The law is not sufficiently primed to protect them. The health-care system is not designed to deal with such an onslaught. At any rate, our customs and traditions are constructed in such a way that it is always the woman to blame when these things happen.

Yet there are thousands of women in Kenya today who are busy battling the Sexual Offences Bill sponsored by Nominated MP Njoki Ndung'u.

These self-righteous souls are obsessed with what they call international conventions supporting the rights of prostitutes and homosexuals that are supposedly being sneaked into Kenyan legislation.

So concerned about so-called declining morals are they that they fail to look beyond their noses and see the horrendous injuries and suffering of little girls still in diapers who have been torn apart by rapists. What on earth could be more immoral than letting child defilers and sex pests get away with it?

It is not for want of trying that women have never been able to make big political noise in this country. We have the skills, knowledge, experience and the right. Yet, as recently as this week, we were still celebrating small gains that we should have taken for granted at independence.

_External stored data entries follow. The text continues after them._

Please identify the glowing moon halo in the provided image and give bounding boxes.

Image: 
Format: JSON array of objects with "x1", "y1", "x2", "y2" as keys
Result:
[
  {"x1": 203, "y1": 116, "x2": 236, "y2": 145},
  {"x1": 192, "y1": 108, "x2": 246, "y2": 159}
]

Don't get me wrong. It is truly remarkable that women have made such breakthroughs in public service. I say so because that is one area of our lives that is well and truly hidebound in tradition. There is a pecking order, from what I recall of my days there, and you just have to wait in the queue.

I remember a chief-turned-MP, now dead, raising an uproar in Parliament with the story that when he was an assistant chief, he used to pray day and night that his boss would die because it was the only way he would get the top job.

That is what makes the successes of these women commendable. Yet it is only half the story. There are layers of leadership that women must cut through if they are to make that critical difference.

The only power that's worth fighting for in Africa is political. And it is where we are stuck in a rut. On the Government side, we have two Cabinet ministers and five assistants. If you think that's appalling, take a quick glance at the opposition: Kanu has some three women MPs and the Liberal Democratic Party one.